United Poultry Concerns January 31, 2002

California and Nevada Use Questionable Tactics to Battle Newcastle Disease

http://www.hsus.org/ace/16087

The battle against Exotic Newcastle Disease (END) in U.S. poultry has taken a turn for the worse as the disease, previously found only in Southern California, has spread to Nevada where federal workers have started destroying birds as part of a preventative eradication program.

The disease has already devastated the bird population of Southern California. As a result, the governor has declared a state of emergency and has imposed extraordinary measures to prevent the spread to more northern counties, such as Merced and Fresno, where some of the state's biggest poultry producers are located. California officials have also instituted a ban on the movement of poultry in several Southern California counties and have launched a survey to check the health of so-called "backyard" flocks.

Initially, this highly virulent disease had been found in only backyard flocks, but has since spread to six commercial flocks. As a result, the state has killed more than 1.7 million birds, including an estimated 82,000 backyard birds.

"While this battle to eradicate the disease through mass slaughter continues, the primary focus will be the economic value of poultry and poultry products and the effect of this disease on international trade," says Tamiko Thomas, an animal scientist and program manager with the Farm Animals and Sustainable Agriculture section of The HSUS. "What will receive much less attention is the welfare of the millions of birds that have been slaughtered and what it is about modern agriculture that predisposes it to problems of this sort."

END is a highly contagious and fatal viral disease that affects all species of birds. The disease affects the respiratory, digestive, and nervous system. Symptoms include sneezing, gasping, nasal discharge, greenish, watery diarrhea, muscular tremors, drooping wings, swelling of the head, and complete paralysis. END is so virulent birds can die without showing any clinical signs.

State and federal animal health officials are attempting to eradicate END by destroying all infected flocks. What's more, the emergency declaration means they can also destroy flocks as a preventative measure. It's unclear yet whether there's a more bird friendly way to deal with this emergency.

"This kind of mass eradication has already been tried in California in the 1970s when END was found," Thomas says. "Before the disease was finally halted, some 12 million birds had been slaughtered over three years, at a cost of $56 million."

The Meating Place, an online industry newsletter, acknowledges that the eradication program even causes people in the industry to pick sides: "There is an emerging rift between knowledgeable egg-industry veterinarians who favor quarantine, limited depletion and intensified vaccination, and regulatory veterinarians, who are pursuing a 'traditional' program of detection and slaughter."

What's clear, however, is that competition and an emphasis on cheap food have driven the concentration of the poultry industry to the point where a million birds can be found on a single factory farm. This concentration has made industrial agriculture vulnerable to the spread of disease, and hence also bioterrorism. Many feel this is threatening the security of our food supply.

While being part of a small flock will not protect birds from contracting Exotic Newcastle Disease, it does lessen the body count. It is difficult for the disease to travel from farm to farm, but once it is found in a flock, the standard veterinary practice is to destroy the entire flock.

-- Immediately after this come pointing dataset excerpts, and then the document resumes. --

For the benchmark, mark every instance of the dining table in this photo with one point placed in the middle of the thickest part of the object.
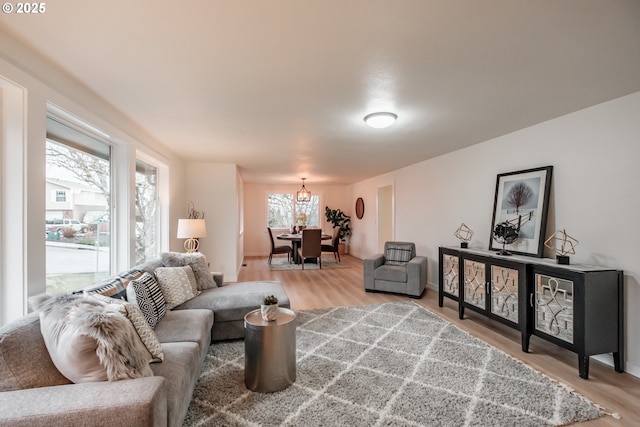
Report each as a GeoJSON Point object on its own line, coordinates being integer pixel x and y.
{"type": "Point", "coordinates": [296, 240]}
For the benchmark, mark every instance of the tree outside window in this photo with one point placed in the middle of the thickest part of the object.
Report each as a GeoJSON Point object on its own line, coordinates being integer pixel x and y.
{"type": "Point", "coordinates": [283, 210]}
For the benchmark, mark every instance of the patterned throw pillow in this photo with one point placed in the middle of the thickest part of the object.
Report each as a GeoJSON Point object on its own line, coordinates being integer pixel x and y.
{"type": "Point", "coordinates": [397, 254]}
{"type": "Point", "coordinates": [178, 284]}
{"type": "Point", "coordinates": [137, 319]}
{"type": "Point", "coordinates": [145, 294]}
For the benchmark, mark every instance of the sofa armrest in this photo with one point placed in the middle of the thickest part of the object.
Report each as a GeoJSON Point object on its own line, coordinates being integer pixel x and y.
{"type": "Point", "coordinates": [218, 277]}
{"type": "Point", "coordinates": [370, 264]}
{"type": "Point", "coordinates": [139, 402]}
{"type": "Point", "coordinates": [416, 275]}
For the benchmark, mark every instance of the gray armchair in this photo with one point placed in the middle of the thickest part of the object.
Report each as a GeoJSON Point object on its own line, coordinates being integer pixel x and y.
{"type": "Point", "coordinates": [397, 270]}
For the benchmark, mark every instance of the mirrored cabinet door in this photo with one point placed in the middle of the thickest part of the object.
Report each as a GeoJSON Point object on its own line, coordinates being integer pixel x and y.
{"type": "Point", "coordinates": [504, 292]}
{"type": "Point", "coordinates": [554, 306]}
{"type": "Point", "coordinates": [475, 283]}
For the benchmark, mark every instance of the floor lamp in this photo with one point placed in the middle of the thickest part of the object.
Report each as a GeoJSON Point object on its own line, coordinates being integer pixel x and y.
{"type": "Point", "coordinates": [191, 229]}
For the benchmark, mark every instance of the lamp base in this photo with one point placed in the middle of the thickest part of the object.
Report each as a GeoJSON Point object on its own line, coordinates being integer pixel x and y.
{"type": "Point", "coordinates": [191, 245]}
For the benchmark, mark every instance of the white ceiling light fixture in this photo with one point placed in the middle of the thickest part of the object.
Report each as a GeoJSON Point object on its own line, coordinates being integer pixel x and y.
{"type": "Point", "coordinates": [380, 120]}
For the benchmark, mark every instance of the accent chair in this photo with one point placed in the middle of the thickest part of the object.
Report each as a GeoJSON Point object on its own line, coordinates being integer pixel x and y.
{"type": "Point", "coordinates": [397, 270]}
{"type": "Point", "coordinates": [333, 247]}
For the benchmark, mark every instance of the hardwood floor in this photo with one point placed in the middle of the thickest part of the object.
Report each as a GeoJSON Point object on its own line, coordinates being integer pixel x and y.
{"type": "Point", "coordinates": [312, 289]}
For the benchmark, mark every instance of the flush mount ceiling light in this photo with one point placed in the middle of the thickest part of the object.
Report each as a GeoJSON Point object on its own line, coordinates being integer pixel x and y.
{"type": "Point", "coordinates": [303, 195]}
{"type": "Point", "coordinates": [380, 120]}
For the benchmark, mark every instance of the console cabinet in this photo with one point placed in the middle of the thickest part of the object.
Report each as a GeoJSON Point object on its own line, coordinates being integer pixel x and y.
{"type": "Point", "coordinates": [577, 307]}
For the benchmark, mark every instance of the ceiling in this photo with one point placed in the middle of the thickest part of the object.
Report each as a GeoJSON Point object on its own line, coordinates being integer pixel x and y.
{"type": "Point", "coordinates": [280, 87]}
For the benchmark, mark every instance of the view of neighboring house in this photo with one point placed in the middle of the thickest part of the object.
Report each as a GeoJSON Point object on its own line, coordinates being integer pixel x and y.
{"type": "Point", "coordinates": [72, 200]}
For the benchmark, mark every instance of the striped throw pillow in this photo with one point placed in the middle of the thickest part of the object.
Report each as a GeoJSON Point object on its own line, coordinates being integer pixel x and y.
{"type": "Point", "coordinates": [140, 324]}
{"type": "Point", "coordinates": [145, 294]}
{"type": "Point", "coordinates": [397, 255]}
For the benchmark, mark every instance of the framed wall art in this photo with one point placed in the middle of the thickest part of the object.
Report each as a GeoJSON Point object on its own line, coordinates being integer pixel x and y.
{"type": "Point", "coordinates": [522, 201]}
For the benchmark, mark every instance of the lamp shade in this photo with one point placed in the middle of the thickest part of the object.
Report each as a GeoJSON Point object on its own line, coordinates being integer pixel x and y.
{"type": "Point", "coordinates": [191, 228]}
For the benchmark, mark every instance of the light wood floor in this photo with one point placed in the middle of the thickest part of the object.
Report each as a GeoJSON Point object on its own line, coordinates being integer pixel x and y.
{"type": "Point", "coordinates": [310, 289]}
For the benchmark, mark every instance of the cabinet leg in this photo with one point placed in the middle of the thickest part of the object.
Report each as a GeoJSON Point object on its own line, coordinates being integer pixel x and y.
{"type": "Point", "coordinates": [583, 365]}
{"type": "Point", "coordinates": [618, 361]}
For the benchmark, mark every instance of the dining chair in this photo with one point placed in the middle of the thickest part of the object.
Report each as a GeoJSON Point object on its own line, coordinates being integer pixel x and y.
{"type": "Point", "coordinates": [281, 249]}
{"type": "Point", "coordinates": [333, 247]}
{"type": "Point", "coordinates": [311, 245]}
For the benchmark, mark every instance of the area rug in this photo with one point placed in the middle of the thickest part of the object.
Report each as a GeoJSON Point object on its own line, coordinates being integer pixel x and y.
{"type": "Point", "coordinates": [281, 264]}
{"type": "Point", "coordinates": [393, 364]}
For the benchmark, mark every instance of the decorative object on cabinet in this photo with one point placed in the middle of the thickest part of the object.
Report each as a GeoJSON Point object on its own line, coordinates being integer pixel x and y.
{"type": "Point", "coordinates": [505, 233]}
{"type": "Point", "coordinates": [359, 208]}
{"type": "Point", "coordinates": [567, 245]}
{"type": "Point", "coordinates": [464, 234]}
{"type": "Point", "coordinates": [578, 307]}
{"type": "Point", "coordinates": [522, 199]}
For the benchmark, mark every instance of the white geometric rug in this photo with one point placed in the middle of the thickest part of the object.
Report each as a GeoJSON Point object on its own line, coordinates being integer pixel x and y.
{"type": "Point", "coordinates": [394, 364]}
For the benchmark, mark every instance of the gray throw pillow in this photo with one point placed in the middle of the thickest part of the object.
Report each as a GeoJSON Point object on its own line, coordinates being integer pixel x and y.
{"type": "Point", "coordinates": [198, 263]}
{"type": "Point", "coordinates": [178, 285]}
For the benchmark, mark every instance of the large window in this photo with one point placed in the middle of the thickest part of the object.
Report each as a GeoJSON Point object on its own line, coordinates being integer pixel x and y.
{"type": "Point", "coordinates": [78, 231]}
{"type": "Point", "coordinates": [283, 210]}
{"type": "Point", "coordinates": [146, 211]}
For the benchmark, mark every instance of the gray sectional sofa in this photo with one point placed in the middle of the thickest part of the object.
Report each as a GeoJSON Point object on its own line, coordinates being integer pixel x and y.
{"type": "Point", "coordinates": [34, 393]}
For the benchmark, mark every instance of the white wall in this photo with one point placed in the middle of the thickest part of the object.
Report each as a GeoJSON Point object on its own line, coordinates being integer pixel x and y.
{"type": "Point", "coordinates": [595, 194]}
{"type": "Point", "coordinates": [214, 189]}
{"type": "Point", "coordinates": [256, 239]}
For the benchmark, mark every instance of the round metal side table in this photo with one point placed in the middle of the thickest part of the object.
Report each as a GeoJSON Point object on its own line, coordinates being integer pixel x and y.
{"type": "Point", "coordinates": [269, 351]}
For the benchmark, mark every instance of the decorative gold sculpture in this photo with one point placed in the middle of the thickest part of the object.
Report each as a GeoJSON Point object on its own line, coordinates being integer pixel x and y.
{"type": "Point", "coordinates": [464, 234]}
{"type": "Point", "coordinates": [567, 245]}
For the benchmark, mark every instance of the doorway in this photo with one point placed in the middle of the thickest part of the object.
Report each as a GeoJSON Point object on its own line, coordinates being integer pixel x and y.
{"type": "Point", "coordinates": [385, 216]}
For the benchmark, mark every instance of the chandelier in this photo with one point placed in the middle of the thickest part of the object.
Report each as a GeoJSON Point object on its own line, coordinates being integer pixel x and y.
{"type": "Point", "coordinates": [303, 195]}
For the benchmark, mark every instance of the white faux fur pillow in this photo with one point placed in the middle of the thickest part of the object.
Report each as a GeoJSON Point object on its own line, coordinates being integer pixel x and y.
{"type": "Point", "coordinates": [177, 284]}
{"type": "Point", "coordinates": [89, 341]}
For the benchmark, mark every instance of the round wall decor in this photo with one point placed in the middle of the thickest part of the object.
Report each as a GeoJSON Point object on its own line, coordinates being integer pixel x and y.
{"type": "Point", "coordinates": [359, 207]}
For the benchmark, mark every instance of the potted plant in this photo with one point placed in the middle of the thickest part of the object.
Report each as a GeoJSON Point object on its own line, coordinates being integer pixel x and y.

Because of this approach, the number of birds slaughtered in California has shot up by more than twenty fold, thanks to the disease found in the six commercial flocks.

"This systematic killing of suspect flocks is a rather blunt instrument of eradication and shows little consideration and sensitivity for birds not raised for production but as companions," Thomas notes.

One vocal opponent of the eradication effort is Cherylynn Costner, the President of the Hillary Chicken Memorial Fund, which is a non-profit based in California. Costner helps save domesticated and exotic birds and is concerned for California's companion birds. She feels that this eradication effort is wrongfully protecting the economic interests of a select group of individuals and corporations, the poultry industry, while causing anguish and loss for another group.